Woden Valley FC was formed in 2007 to distinguish itself as a senior club from junior club Woden Valley SC (formed in 1989), and participated in the ACT Premier League and later the National Premier League: Capital Football until 2014.

In late 2014, then Woden Valley FC President John Brooks approached Weston-Molonglo FC men's chair Chris Webb to discuss the possibility of a merged entity to enter the NPL and women's Premier League.

Woden-Weston FC was incorporated in November 2014 with the intention to merge the elite levels of Woden Valley FC and Weston Molonglo FC into one club to compete in the 2015 National Premier League: Capital Football and beyond.

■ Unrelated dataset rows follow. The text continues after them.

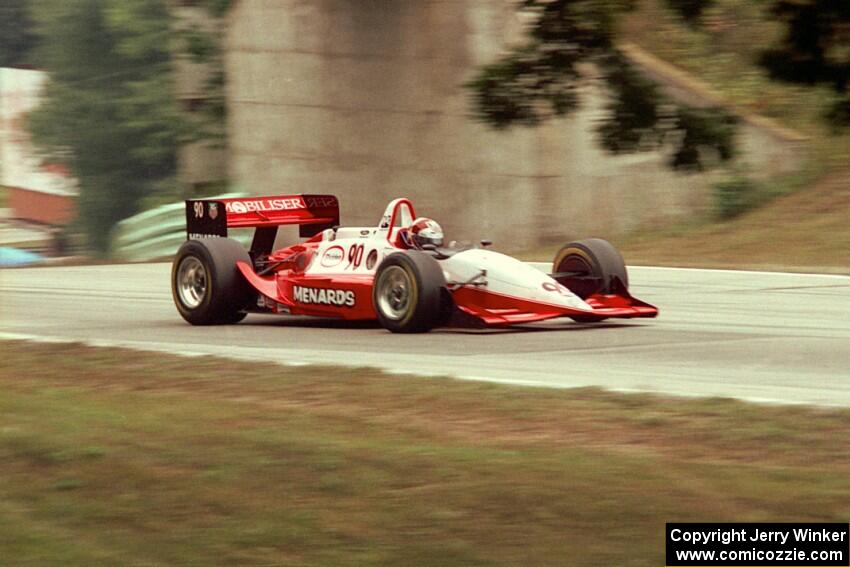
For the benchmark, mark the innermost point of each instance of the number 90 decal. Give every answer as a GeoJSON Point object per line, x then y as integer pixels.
{"type": "Point", "coordinates": [355, 256]}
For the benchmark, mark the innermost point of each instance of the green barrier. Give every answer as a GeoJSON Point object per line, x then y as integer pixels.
{"type": "Point", "coordinates": [158, 233]}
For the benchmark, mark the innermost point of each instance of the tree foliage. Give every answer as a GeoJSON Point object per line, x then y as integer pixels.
{"type": "Point", "coordinates": [815, 50]}
{"type": "Point", "coordinates": [538, 80]}
{"type": "Point", "coordinates": [17, 34]}
{"type": "Point", "coordinates": [690, 10]}
{"type": "Point", "coordinates": [109, 111]}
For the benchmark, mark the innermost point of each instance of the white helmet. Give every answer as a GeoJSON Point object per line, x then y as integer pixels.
{"type": "Point", "coordinates": [425, 231]}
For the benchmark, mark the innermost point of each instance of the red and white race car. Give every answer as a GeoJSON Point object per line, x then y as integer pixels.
{"type": "Point", "coordinates": [398, 272]}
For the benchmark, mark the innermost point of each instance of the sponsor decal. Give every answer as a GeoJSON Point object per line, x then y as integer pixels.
{"type": "Point", "coordinates": [321, 202]}
{"type": "Point", "coordinates": [264, 205]}
{"type": "Point", "coordinates": [555, 288]}
{"type": "Point", "coordinates": [333, 256]}
{"type": "Point", "coordinates": [321, 296]}
{"type": "Point", "coordinates": [371, 260]}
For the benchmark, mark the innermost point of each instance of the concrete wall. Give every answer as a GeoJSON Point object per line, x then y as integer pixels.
{"type": "Point", "coordinates": [364, 99]}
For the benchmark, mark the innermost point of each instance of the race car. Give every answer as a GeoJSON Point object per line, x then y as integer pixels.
{"type": "Point", "coordinates": [399, 272]}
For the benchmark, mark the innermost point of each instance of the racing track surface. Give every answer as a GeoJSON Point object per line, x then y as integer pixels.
{"type": "Point", "coordinates": [759, 336]}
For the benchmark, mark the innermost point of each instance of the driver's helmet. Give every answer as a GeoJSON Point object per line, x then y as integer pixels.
{"type": "Point", "coordinates": [424, 231]}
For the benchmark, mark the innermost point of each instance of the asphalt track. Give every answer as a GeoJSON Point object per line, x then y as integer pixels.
{"type": "Point", "coordinates": [766, 337]}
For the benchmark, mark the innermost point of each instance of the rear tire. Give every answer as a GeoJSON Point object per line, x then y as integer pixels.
{"type": "Point", "coordinates": [206, 285]}
{"type": "Point", "coordinates": [409, 293]}
{"type": "Point", "coordinates": [596, 267]}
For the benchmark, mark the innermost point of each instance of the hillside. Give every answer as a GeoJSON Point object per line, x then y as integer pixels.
{"type": "Point", "coordinates": [805, 229]}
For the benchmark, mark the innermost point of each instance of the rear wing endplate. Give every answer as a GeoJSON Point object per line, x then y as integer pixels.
{"type": "Point", "coordinates": [212, 217]}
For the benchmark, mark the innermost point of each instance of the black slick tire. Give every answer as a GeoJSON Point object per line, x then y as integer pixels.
{"type": "Point", "coordinates": [206, 285]}
{"type": "Point", "coordinates": [409, 293]}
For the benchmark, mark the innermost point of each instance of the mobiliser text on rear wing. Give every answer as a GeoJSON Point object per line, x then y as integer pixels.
{"type": "Point", "coordinates": [207, 218]}
{"type": "Point", "coordinates": [313, 213]}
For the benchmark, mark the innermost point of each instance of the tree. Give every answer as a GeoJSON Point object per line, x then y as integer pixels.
{"type": "Point", "coordinates": [815, 50]}
{"type": "Point", "coordinates": [538, 80]}
{"type": "Point", "coordinates": [108, 112]}
{"type": "Point", "coordinates": [17, 36]}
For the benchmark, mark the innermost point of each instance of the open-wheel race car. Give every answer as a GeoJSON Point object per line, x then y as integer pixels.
{"type": "Point", "coordinates": [398, 272]}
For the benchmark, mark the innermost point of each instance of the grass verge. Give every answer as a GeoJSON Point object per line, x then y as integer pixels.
{"type": "Point", "coordinates": [118, 457]}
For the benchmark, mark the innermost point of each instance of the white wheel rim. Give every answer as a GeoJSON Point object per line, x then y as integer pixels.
{"type": "Point", "coordinates": [394, 293]}
{"type": "Point", "coordinates": [191, 282]}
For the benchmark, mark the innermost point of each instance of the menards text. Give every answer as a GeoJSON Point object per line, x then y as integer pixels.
{"type": "Point", "coordinates": [337, 297]}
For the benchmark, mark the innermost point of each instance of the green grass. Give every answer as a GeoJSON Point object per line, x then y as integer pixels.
{"type": "Point", "coordinates": [114, 457]}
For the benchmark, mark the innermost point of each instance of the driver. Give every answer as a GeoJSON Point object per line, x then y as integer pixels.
{"type": "Point", "coordinates": [423, 231]}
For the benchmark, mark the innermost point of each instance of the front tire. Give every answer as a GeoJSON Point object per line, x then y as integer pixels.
{"type": "Point", "coordinates": [590, 266]}
{"type": "Point", "coordinates": [206, 285]}
{"type": "Point", "coordinates": [408, 293]}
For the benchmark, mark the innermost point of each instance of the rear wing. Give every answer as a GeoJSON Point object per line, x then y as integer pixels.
{"type": "Point", "coordinates": [212, 217]}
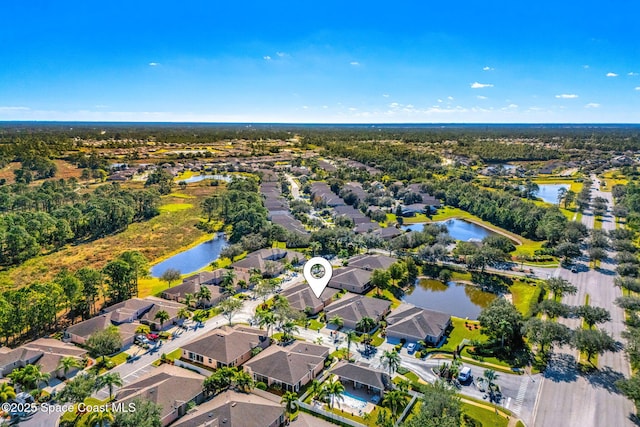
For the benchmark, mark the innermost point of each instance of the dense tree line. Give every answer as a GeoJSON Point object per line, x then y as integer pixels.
{"type": "Point", "coordinates": [33, 219]}
{"type": "Point", "coordinates": [502, 209]}
{"type": "Point", "coordinates": [37, 309]}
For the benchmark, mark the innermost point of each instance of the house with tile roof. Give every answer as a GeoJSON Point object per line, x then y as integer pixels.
{"type": "Point", "coordinates": [226, 346]}
{"type": "Point", "coordinates": [352, 308]}
{"type": "Point", "coordinates": [290, 367]}
{"type": "Point", "coordinates": [351, 279]}
{"type": "Point", "coordinates": [170, 387]}
{"type": "Point", "coordinates": [302, 298]}
{"type": "Point", "coordinates": [415, 324]}
{"type": "Point", "coordinates": [234, 409]}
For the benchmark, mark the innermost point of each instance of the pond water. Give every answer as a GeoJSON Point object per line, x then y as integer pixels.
{"type": "Point", "coordinates": [198, 178]}
{"type": "Point", "coordinates": [192, 259]}
{"type": "Point", "coordinates": [549, 192]}
{"type": "Point", "coordinates": [458, 229]}
{"type": "Point", "coordinates": [457, 299]}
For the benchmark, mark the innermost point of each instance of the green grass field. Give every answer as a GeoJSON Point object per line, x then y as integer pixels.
{"type": "Point", "coordinates": [524, 296]}
{"type": "Point", "coordinates": [487, 417]}
{"type": "Point", "coordinates": [158, 238]}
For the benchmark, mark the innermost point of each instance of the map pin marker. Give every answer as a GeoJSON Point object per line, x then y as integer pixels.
{"type": "Point", "coordinates": [317, 271]}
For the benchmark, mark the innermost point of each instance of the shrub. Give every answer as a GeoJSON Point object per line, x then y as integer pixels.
{"type": "Point", "coordinates": [402, 370]}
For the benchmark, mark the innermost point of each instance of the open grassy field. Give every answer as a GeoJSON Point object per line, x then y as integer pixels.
{"type": "Point", "coordinates": [159, 238]}
{"type": "Point", "coordinates": [611, 178]}
{"type": "Point", "coordinates": [487, 417]}
{"type": "Point", "coordinates": [66, 170]}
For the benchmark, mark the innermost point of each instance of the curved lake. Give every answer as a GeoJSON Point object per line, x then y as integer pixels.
{"type": "Point", "coordinates": [549, 192]}
{"type": "Point", "coordinates": [458, 229]}
{"type": "Point", "coordinates": [198, 178]}
{"type": "Point", "coordinates": [457, 299]}
{"type": "Point", "coordinates": [192, 259]}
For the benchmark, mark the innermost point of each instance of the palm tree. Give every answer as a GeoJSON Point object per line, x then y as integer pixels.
{"type": "Point", "coordinates": [334, 390]}
{"type": "Point", "coordinates": [162, 316]}
{"type": "Point", "coordinates": [337, 321]}
{"type": "Point", "coordinates": [290, 400]}
{"type": "Point", "coordinates": [6, 392]}
{"type": "Point", "coordinates": [199, 317]}
{"type": "Point", "coordinates": [67, 364]}
{"type": "Point", "coordinates": [315, 389]}
{"type": "Point", "coordinates": [204, 294]}
{"type": "Point", "coordinates": [391, 360]}
{"type": "Point", "coordinates": [29, 377]}
{"type": "Point", "coordinates": [403, 385]}
{"type": "Point", "coordinates": [266, 318]}
{"type": "Point", "coordinates": [366, 324]}
{"type": "Point", "coordinates": [189, 299]}
{"type": "Point", "coordinates": [109, 380]}
{"type": "Point", "coordinates": [490, 376]}
{"type": "Point", "coordinates": [288, 328]}
{"type": "Point", "coordinates": [243, 381]}
{"type": "Point", "coordinates": [351, 335]}
{"type": "Point", "coordinates": [143, 329]}
{"type": "Point", "coordinates": [184, 314]}
{"type": "Point", "coordinates": [395, 401]}
{"type": "Point", "coordinates": [101, 418]}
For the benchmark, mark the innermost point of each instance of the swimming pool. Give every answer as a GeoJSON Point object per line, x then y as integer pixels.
{"type": "Point", "coordinates": [352, 401]}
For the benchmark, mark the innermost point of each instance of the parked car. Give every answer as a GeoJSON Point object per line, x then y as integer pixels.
{"type": "Point", "coordinates": [465, 374]}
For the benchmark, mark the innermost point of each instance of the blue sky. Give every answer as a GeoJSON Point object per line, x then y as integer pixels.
{"type": "Point", "coordinates": [334, 62]}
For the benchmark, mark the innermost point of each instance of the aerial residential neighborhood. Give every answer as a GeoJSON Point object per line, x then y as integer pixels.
{"type": "Point", "coordinates": [316, 214]}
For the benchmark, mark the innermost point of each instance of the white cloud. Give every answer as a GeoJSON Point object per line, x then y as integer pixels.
{"type": "Point", "coordinates": [477, 85]}
{"type": "Point", "coordinates": [3, 109]}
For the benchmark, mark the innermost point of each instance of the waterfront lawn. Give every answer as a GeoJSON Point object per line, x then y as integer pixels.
{"type": "Point", "coordinates": [486, 417]}
{"type": "Point", "coordinates": [460, 332]}
{"type": "Point", "coordinates": [524, 296]}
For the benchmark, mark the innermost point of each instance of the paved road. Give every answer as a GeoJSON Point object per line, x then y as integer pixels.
{"type": "Point", "coordinates": [567, 397]}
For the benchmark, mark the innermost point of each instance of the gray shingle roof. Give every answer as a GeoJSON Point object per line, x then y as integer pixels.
{"type": "Point", "coordinates": [362, 374]}
{"type": "Point", "coordinates": [233, 409]}
{"type": "Point", "coordinates": [353, 307]}
{"type": "Point", "coordinates": [290, 364]}
{"type": "Point", "coordinates": [226, 344]}
{"type": "Point", "coordinates": [410, 321]}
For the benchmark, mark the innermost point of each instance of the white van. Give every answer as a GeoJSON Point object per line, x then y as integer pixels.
{"type": "Point", "coordinates": [465, 374]}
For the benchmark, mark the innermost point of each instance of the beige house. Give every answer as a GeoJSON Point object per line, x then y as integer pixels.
{"type": "Point", "coordinates": [289, 367]}
{"type": "Point", "coordinates": [352, 308]}
{"type": "Point", "coordinates": [226, 346]}
{"type": "Point", "coordinates": [169, 386]}
{"type": "Point", "coordinates": [302, 298]}
{"type": "Point", "coordinates": [255, 409]}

20 February 2015, the new merged club was officially launched as Woden-Weston FC at the Woden Tradies Club, with the two regional ACT clubs, together fielding combined teams in the NPL and women's premier league from u12's through to seniors, however the community league sides (both junior and senior) remained under the separate control of the two community clubs: Weston-Molonglo FC and Woden Valley SC.

The new merged club adopted the colours from both clubs with the black from Weston-Molonglo and Red from Woden Valley picked to form the new strip. The strip has been compared to the Western Sydney Wanderers home strip with red and black hoops. The inaugural manager appointed to the men's NPL team was former Canberra FC coach Miro Trninic while the women's PL inaugural manager was long-time Weston-Molonglo coach Pat Mills. The inaugural club technical director was 'Rockin' Rod Lyons.

By the end of 2016, due to various differences between Woden Valley FC and Woden-Weston FC, the clubs agreed to separate, becoming their own entities again.

===2015 Inaugural season===

On 12 April 2015, Woden-Weston FC took to the field away from home for their maiden men's first grade ACT NPL match against Tigers FC relinquishing a one-goal lead to lose narrowly 2-1.

On 24 April 2015, Woden-Weston played their inaugural home match at Woden Park against Tuggeranong United in what was billed as the Southside derby and was the inaugural match for the Mount Taylor Cup. Under the flood-lights Woden-Weston had its first victory, 4–0. Both Pepe Varga and Tim Anderson scored braces in the match, enabling the players to lift the newly created Mount Taylor Cup.

===2016 season===

On 2 November 2015, Woden Weston FC appointed Martin Lategui as men's head coach along with a number of other coaching appointments for the 2016 season.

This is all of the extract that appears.